Die Ausschreibung einer Anthologie richtig lesen
Die Ausschreibung ist dein wichtigstes Dokument. Lies sie zwei Mal, bevor du schreibst. Jede Anthologie hat ein klares Thema oder Motto, und Texte, die daran vorbeigehen, fliegen zuerst raus, egal wie gut sie sind. Achte außerdem auf den geforderten Umfang: Oft sind es wenige tausend Zeichen oder eine feste Seitenzahl.
Prüfe konkret diese Punkte, bevor du loslegst:
- Thema und erlaubte Textsorte, also Prosa, Lyrik oder beides,
- Mindestlänge und Höchstlänge sowie das gewünschte Dateiformat,
- Einsendeschluss und der Weg der Einsendung,
- ob unveröffentlichte Texte verlangt werden.
Nur wer die Vorgaben richtig versteht, reicht später passend ein. Wenn dir kurze Formen liegen, kannst du deinen Text auch bei Literaturzeitschriften einreichen und so deine Chancen mit einem Beitrag erhöhen.
Rechte, Vergütung und Belegexemplar prüfen
Ein häufig übersehener Teil sind die Rechte. Seriöse Ausschreibungen erklären transparent, was mit deinem Text passiert. Üblich ist, dass du dem Herausgeber ein einfaches, zeitlich begrenztes Nutzungsrecht für den Abdruck einräumst und die Urheberrechte bei dir bleiben. Sei vorsichtig bei Formulierungen, die dir sämtliche Rechte dauerhaft und exklusiv nehmen wollen.

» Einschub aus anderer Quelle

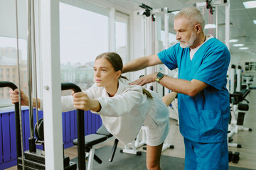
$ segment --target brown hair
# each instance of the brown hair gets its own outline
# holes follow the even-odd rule
[[[110,62],[112,66],[113,67],[114,71],[117,72],[119,70],[122,70],[123,69],[123,63],[121,57],[117,53],[114,52],[104,52],[102,54],[99,55],[97,56],[95,60],[100,59],[100,58],[105,58]],[[120,76],[119,78],[122,77],[128,80],[126,76]],[[146,94],[150,98],[153,98],[152,95],[151,93],[146,90],[145,89],[142,89],[143,94]]]

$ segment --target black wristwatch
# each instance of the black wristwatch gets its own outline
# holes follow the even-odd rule
[[[164,76],[164,74],[162,74],[161,72],[158,72],[156,74],[156,79],[155,79],[155,81],[157,83],[159,83],[160,80]]]

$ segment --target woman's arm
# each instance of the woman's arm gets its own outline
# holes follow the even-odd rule
[[[174,91],[171,91],[170,94],[166,94],[162,98],[164,103],[169,106],[171,102],[174,100],[176,96],[177,96],[177,93]]]
[[[74,107],[83,110],[99,112],[101,105],[97,100],[90,98],[85,92],[78,92],[73,94]]]

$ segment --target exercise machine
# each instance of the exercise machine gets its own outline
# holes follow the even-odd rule
[[[96,132],[96,134],[90,134],[85,136],[85,159],[88,162],[87,169],[92,170],[93,165],[93,159],[98,164],[102,164],[102,161],[98,157],[95,152],[95,149],[100,145],[102,145],[111,140],[114,140],[114,145],[110,157],[110,162],[112,162],[117,149],[118,140],[116,139],[111,133],[106,129],[105,126],[102,125]],[[78,145],[78,139],[73,140],[73,144]]]
[[[1,87],[9,87],[15,90],[18,87],[9,81],[0,81]],[[74,84],[63,83],[62,90],[72,89],[75,92],[81,91],[80,89]],[[45,154],[43,150],[36,148],[36,144],[44,145],[43,140],[43,120],[40,119],[35,125],[35,134],[37,139],[29,140],[29,150],[23,153],[23,140],[22,132],[20,127],[20,109],[19,103],[15,103],[15,125],[16,137],[16,153],[17,153],[17,166],[18,169],[46,169]],[[31,119],[31,117],[30,117]],[[80,169],[85,169],[85,130],[84,130],[84,111],[77,110],[77,128],[78,128],[78,166]],[[33,132],[32,132],[33,133]],[[30,138],[31,139],[31,138]],[[63,157],[64,169],[77,169],[76,163],[70,162],[70,158],[67,156]]]

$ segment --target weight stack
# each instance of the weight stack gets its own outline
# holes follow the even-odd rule
[[[36,152],[26,151],[24,152],[24,164],[26,170],[44,170],[46,169],[45,156],[43,151],[36,149]],[[64,170],[76,170],[76,163],[70,162],[69,157],[64,155]],[[22,170],[22,158],[18,159],[18,169]]]

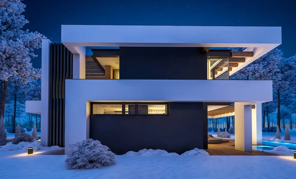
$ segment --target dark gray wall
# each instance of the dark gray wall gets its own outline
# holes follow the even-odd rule
[[[120,47],[120,79],[207,79],[207,53],[196,47]]]
[[[170,103],[168,115],[91,115],[90,138],[119,155],[143,148],[179,154],[206,148],[204,107],[202,103]]]

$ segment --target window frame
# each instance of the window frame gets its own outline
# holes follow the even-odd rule
[[[93,105],[120,105],[122,107],[121,114],[94,114]],[[125,105],[135,105],[135,114],[126,114]],[[166,114],[138,114],[138,105],[165,105],[167,106]],[[169,115],[169,103],[100,103],[100,102],[90,102],[90,115]]]

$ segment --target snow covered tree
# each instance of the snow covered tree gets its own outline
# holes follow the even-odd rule
[[[37,129],[36,129],[36,124],[35,123],[34,123],[34,127],[33,127],[32,136],[35,139],[37,138]]]
[[[291,136],[290,134],[290,130],[289,130],[289,126],[288,125],[286,125],[286,130],[285,131],[285,137],[284,139],[287,141],[291,140]]]
[[[7,136],[5,131],[5,124],[3,116],[0,118],[0,146],[5,145],[6,143]]]
[[[37,55],[35,49],[41,47],[45,37],[37,32],[22,30],[29,21],[22,13],[26,5],[21,0],[4,0],[0,2],[0,116],[2,116],[7,92],[7,84],[17,77],[24,83],[30,78],[40,77],[40,71],[33,68],[31,58]]]
[[[220,129],[220,128],[219,127],[218,128],[218,131],[217,132],[217,136],[219,136],[221,133],[221,130]]]
[[[22,133],[21,131],[21,126],[20,126],[20,123],[17,123],[17,125],[16,126],[16,130],[15,130],[15,133],[14,134],[14,137],[16,138],[18,136],[19,136]]]
[[[281,139],[281,133],[280,132],[280,128],[278,126],[276,128],[276,133],[275,134],[275,139]]]
[[[288,59],[282,58],[278,66],[280,70],[274,74],[276,78],[273,80],[273,89],[277,100],[277,124],[281,129],[281,96],[296,84],[296,55]]]
[[[229,128],[229,133],[230,134],[234,134],[234,127],[230,127]]]
[[[115,154],[99,141],[91,139],[70,145],[65,162],[69,169],[100,168],[115,164]]]

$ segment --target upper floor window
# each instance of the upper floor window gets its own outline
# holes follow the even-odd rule
[[[168,114],[168,104],[92,103],[91,114]]]

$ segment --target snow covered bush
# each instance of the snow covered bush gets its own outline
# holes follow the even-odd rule
[[[37,138],[37,130],[36,129],[36,124],[34,123],[34,127],[33,127],[33,132],[32,132],[32,137],[34,138]]]
[[[290,134],[290,130],[288,125],[286,126],[286,130],[285,131],[285,137],[284,140],[290,141],[291,140],[291,137]]]
[[[234,134],[234,127],[230,127],[228,133],[230,134]]]
[[[0,118],[0,146],[5,145],[6,143],[7,136],[5,131],[5,125],[3,117]]]
[[[16,126],[16,129],[15,130],[15,133],[14,134],[14,137],[16,138],[18,136],[19,136],[21,134],[21,132],[20,123],[18,122]]]
[[[218,131],[217,131],[217,136],[219,137],[219,135],[220,134],[220,133],[221,133],[221,131],[220,131],[220,128],[219,127],[218,128]]]
[[[29,143],[32,143],[35,141],[36,141],[36,140],[33,138],[33,137],[32,137],[30,134],[23,133],[15,137],[12,140],[12,143],[18,144],[22,142],[28,142]]]
[[[65,162],[69,169],[100,168],[115,164],[115,154],[99,141],[91,139],[70,145]]]
[[[26,127],[25,129],[26,129],[26,131],[28,132],[31,132],[32,131],[32,128],[31,128],[31,127]]]
[[[229,135],[227,132],[223,132],[221,133],[217,137],[221,138],[231,138],[231,136]]]
[[[269,132],[276,132],[276,130],[277,130],[277,127],[275,126],[270,127],[269,128]],[[282,132],[282,129],[280,130],[280,132]]]
[[[281,139],[281,133],[280,133],[280,128],[278,126],[276,129],[276,134],[275,134],[275,139]]]

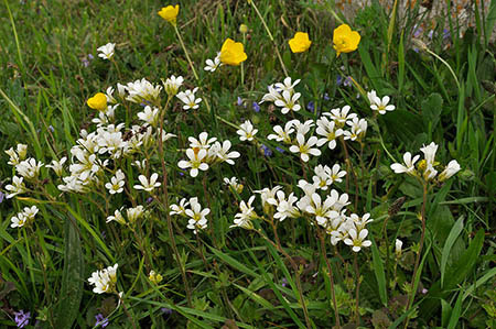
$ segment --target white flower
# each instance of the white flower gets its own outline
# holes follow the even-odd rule
[[[191,168],[190,175],[192,177],[196,177],[196,176],[198,176],[198,169],[203,171],[203,172],[208,169],[208,164],[203,162],[203,160],[205,158],[206,155],[207,155],[206,150],[200,150],[198,152],[195,152],[195,151],[193,151],[193,149],[187,149],[186,156],[190,160],[188,161],[181,160],[177,163],[177,166],[182,169]]]
[[[359,252],[362,248],[371,245],[370,240],[364,240],[365,238],[367,238],[367,234],[368,230],[366,229],[357,233],[356,229],[353,228],[348,231],[348,238],[344,240],[344,243],[346,243],[347,245],[353,245],[352,250],[354,252]]]
[[[298,218],[301,216],[300,210],[294,202],[298,201],[298,198],[294,194],[290,194],[288,198],[285,198],[284,193],[282,190],[278,190],[278,208],[277,212],[273,215],[273,218],[279,219],[279,221],[283,221],[287,218]]]
[[[144,215],[144,207],[137,206],[134,208],[129,208],[126,210],[126,215],[128,216],[128,220],[130,222],[134,222],[137,219],[141,218]]]
[[[419,157],[420,157],[420,155],[416,155],[412,158],[411,153],[406,152],[403,154],[405,165],[402,165],[400,163],[393,163],[393,164],[391,164],[391,169],[395,171],[396,174],[402,174],[402,173],[412,174],[416,169],[416,162],[419,160]]]
[[[345,171],[341,171],[341,166],[336,163],[336,164],[333,165],[333,168],[331,169],[328,175],[331,176],[332,183],[334,183],[334,182],[341,183],[341,182],[343,182],[342,178],[344,176],[346,176],[346,172]]]
[[[326,227],[330,219],[336,218],[339,215],[332,208],[336,202],[333,197],[327,196],[324,204],[322,204],[321,196],[314,193],[311,197],[311,200],[312,201],[306,206],[305,211],[314,215],[315,220],[320,226]]]
[[[95,286],[93,288],[95,294],[114,293],[116,290],[117,266],[118,264],[115,264],[114,266],[91,273],[88,282]]]
[[[439,180],[443,182],[460,172],[461,167],[456,160],[450,161],[444,171],[439,175]]]
[[[134,83],[129,83],[126,86],[129,96],[126,98],[129,101],[140,103],[142,100],[155,102],[160,98],[160,91],[162,86],[153,86],[145,78],[141,80],[136,80]]]
[[[190,206],[190,202],[186,198],[182,198],[180,200],[179,205],[171,205],[169,208],[171,208],[171,211],[169,211],[169,215],[180,215],[180,216],[186,216],[186,207]]]
[[[208,139],[208,133],[205,131],[198,135],[198,139],[190,136],[187,138],[187,140],[190,141],[191,149],[200,149],[200,150],[208,150],[211,147],[211,144],[217,141],[216,138]]]
[[[98,57],[104,59],[110,59],[114,56],[115,47],[116,47],[115,43],[108,43],[106,45],[103,45],[101,47],[98,47],[97,51],[100,52],[98,54]]]
[[[319,139],[317,146],[322,146],[328,142],[328,149],[334,150],[336,147],[336,138],[343,134],[343,130],[336,129],[336,123],[325,117],[317,119],[316,124],[317,129],[315,132],[323,136]]]
[[[278,200],[276,199],[276,194],[281,188],[282,188],[282,186],[276,185],[273,188],[266,187],[263,189],[254,190],[254,193],[260,194],[262,207],[266,208],[266,207],[269,207],[269,205],[271,205],[271,206],[278,205]]]
[[[165,92],[169,96],[175,96],[179,91],[179,88],[183,85],[183,81],[184,81],[184,79],[182,76],[179,76],[179,77],[171,76],[170,78],[168,78],[165,80],[165,83],[163,83]]]
[[[37,163],[35,158],[30,157],[28,160],[21,161],[15,166],[15,169],[18,171],[19,175],[29,179],[29,178],[36,178],[40,175],[40,168],[42,166],[43,163],[41,162]]]
[[[337,128],[343,128],[346,120],[353,120],[357,118],[355,113],[349,113],[351,107],[344,106],[342,109],[332,109],[331,112],[323,113],[324,116],[331,117],[331,119],[336,122]]]
[[[37,209],[36,206],[32,206],[31,208],[24,207],[22,212],[19,212],[17,216],[14,216],[10,219],[10,221],[11,221],[10,227],[13,229],[22,228],[26,223],[32,222],[39,211],[40,211],[40,209]]]
[[[145,106],[142,112],[138,112],[138,119],[152,127],[157,127],[157,123],[159,122],[159,109],[152,109],[151,107]]]
[[[143,189],[145,191],[152,191],[155,187],[162,185],[157,182],[157,179],[159,179],[159,174],[157,173],[153,173],[150,176],[150,180],[144,175],[140,175],[138,179],[140,179],[141,185],[134,185],[134,189]]]
[[[432,142],[427,146],[423,145],[423,147],[421,147],[420,151],[422,151],[427,164],[434,165],[434,157],[435,152],[438,152],[438,145],[434,142]]]
[[[244,123],[239,125],[239,130],[236,133],[239,135],[239,140],[242,141],[252,141],[254,136],[257,134],[258,129],[254,129],[254,124],[249,120],[246,120]]]
[[[279,92],[293,92],[294,87],[300,84],[300,79],[296,79],[294,83],[291,83],[291,77],[287,77],[283,81],[283,84],[281,83],[277,83],[276,84],[276,90],[278,90]]]
[[[105,188],[107,188],[108,193],[111,195],[122,193],[125,179],[126,179],[125,174],[122,173],[121,169],[118,169],[116,172],[116,176],[110,178],[110,183],[105,184]]]
[[[298,145],[291,145],[290,151],[292,153],[300,153],[300,157],[302,161],[308,162],[310,160],[309,154],[319,156],[322,154],[321,150],[312,149],[317,142],[316,136],[311,136],[306,142],[303,134],[296,134],[296,143]]]
[[[120,224],[125,224],[126,220],[123,219],[121,211],[122,211],[122,208],[116,209],[116,211],[114,211],[114,216],[107,217],[107,220],[105,222],[117,221]]]
[[[55,174],[60,177],[62,176],[62,172],[64,171],[64,163],[67,161],[67,157],[64,156],[61,161],[52,160],[51,165],[46,165],[47,168],[52,168]]]
[[[313,172],[315,173],[315,176],[312,177],[313,185],[316,188],[320,188],[322,190],[326,190],[327,186],[333,184],[333,180],[331,179],[331,176],[328,175],[331,172],[331,168],[328,166],[317,165]]]
[[[367,98],[370,102],[370,109],[378,111],[380,114],[386,114],[386,111],[393,111],[396,108],[393,105],[388,105],[390,100],[389,96],[385,96],[380,99],[377,97],[376,90],[367,92]]]
[[[248,199],[248,204],[245,201],[241,201],[239,204],[239,211],[235,215],[234,224],[229,228],[244,228],[247,230],[251,230],[254,228],[254,223],[251,220],[258,218],[257,212],[255,212],[255,208],[251,206],[251,204],[255,200],[255,196],[251,196]]]
[[[265,101],[276,101],[278,99],[282,99],[281,94],[276,90],[276,88],[273,87],[273,85],[270,85],[267,87],[267,89],[269,89],[269,92],[263,95],[262,100],[260,101],[260,103],[265,102]]]
[[[207,219],[205,216],[211,213],[211,209],[205,208],[202,210],[202,206],[198,204],[197,198],[191,198],[190,206],[191,209],[185,210],[186,216],[190,217],[186,228],[193,230],[193,233],[196,234],[198,230],[207,228]]]
[[[298,112],[301,109],[301,106],[299,103],[296,103],[296,101],[300,97],[301,97],[300,92],[294,92],[293,95],[291,95],[290,91],[284,90],[282,92],[282,98],[277,99],[274,105],[277,107],[282,108],[281,109],[282,114],[285,114],[289,111]]]
[[[202,102],[201,98],[195,97],[195,92],[198,90],[198,87],[196,87],[193,90],[187,89],[186,91],[181,91],[175,97],[181,99],[182,102],[184,102],[183,110],[193,109],[196,110],[200,108],[200,102]]]
[[[223,65],[220,63],[220,53],[217,53],[217,56],[214,58],[214,61],[206,59],[205,64],[206,64],[206,66],[203,69],[205,69],[207,72],[215,72],[217,69],[217,67]]]
[[[224,141],[222,147],[217,151],[216,155],[222,162],[227,162],[234,165],[233,158],[238,158],[241,154],[237,151],[229,152],[230,141]]]
[[[274,125],[273,131],[276,134],[270,134],[267,136],[268,140],[276,140],[278,142],[283,142],[284,144],[291,144],[291,133],[294,132],[293,129],[293,121],[289,121],[284,125],[284,130],[282,130],[282,127]]]
[[[22,182],[23,179],[24,179],[23,177],[18,177],[18,176],[12,177],[12,184],[9,184],[6,186],[6,189],[8,191],[10,191],[9,194],[7,194],[8,199],[10,199],[19,194],[22,194],[26,190],[24,183]]]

Zur Vergütung: Viele Projekte zahlen kein Honorar, sondern stellen ein Belegexemplar in Aussicht, also ein Freiexemplar des fertigen Buches. Das ist am Anfang völlig normal und kein Ausschlusskriterium, solange es offen kommuniziert wird. Wenn dir ein Vertrag unklar erscheint oder viel Geld im Spiel ist, lohnt der Blick einer Fachanwältin oder eines Fachanwalts für Urheberrecht. Wer erste Erfahrungen sammelt und später eine Kurzgeschichte veröffentlichen will, profitiert von genau dieser Sorgfalt.

So reichst du deinen Text professionell ein
Ist dein Text erst einmal für eine Anthologie ausgewählt, muss die Form stimmen. Halte dich exakt an die geforderte Länge und das Dateiformat. Schreib eine kurze, sachliche Mail ohne lange Lebensgeschichte und nenne Titel, Wortzahl sowie den Bezug zum Thema. Reiche genau einen Beitrag ein, außer die Ausschreibung erlaubt mehr.
Diese Fehler kosten am häufigsten den Platz:
- über der Maximallänge liegen oder das Motto verfehlen,
- Tippfehler und holprige Anfänge, die Leser sofort abschrecken,
- den Einsendeschluss knapp reißen und in Eile abschicken.
Formatiere sauber in ordentlichen Normseiten, damit dein Beitrag professionell wirkt. Wenn du auf Nummer sicher gehen willst, hilft ein professionelles Lektorat für dein Buch, das Sprache und Aufbau glättet, bevor du abschickst.
Fazit: mit klarem Kopf zum eigenen Beitrag
Der Weg in einen gedruckten Sammelband ist kürzer, als viele denken, wenn du ein paar Grundregeln beachtest. Such dir Projekte, die ehrlich zu ihrem Thema stehen, und misstraue jedem Angebot, bei dem du zahlen oder Bücher abnehmen sollst. Gutes Geld fließt zu dir, nicht von dir weg.
Nimm dir Zeit für den Feinschliff deines Textes, halte die Vorgaben ein und schick nur ab, wenn du wirklich zufrieden bist. Wenn du Ausschreibungen richtig lesen kannst, ein Projekt als seriös erkennen und deinen Beitrag sauber einreichen willst, hast du den wichtigsten Teil schon verstanden. Jede Absage bringt dich näher an die nächste Zusage, denn du lernst mit jedem Text dazu. Bleib dran, sei geduldig, und dein erster gedruckter Beitrag ist nur eine Frage der Zeit.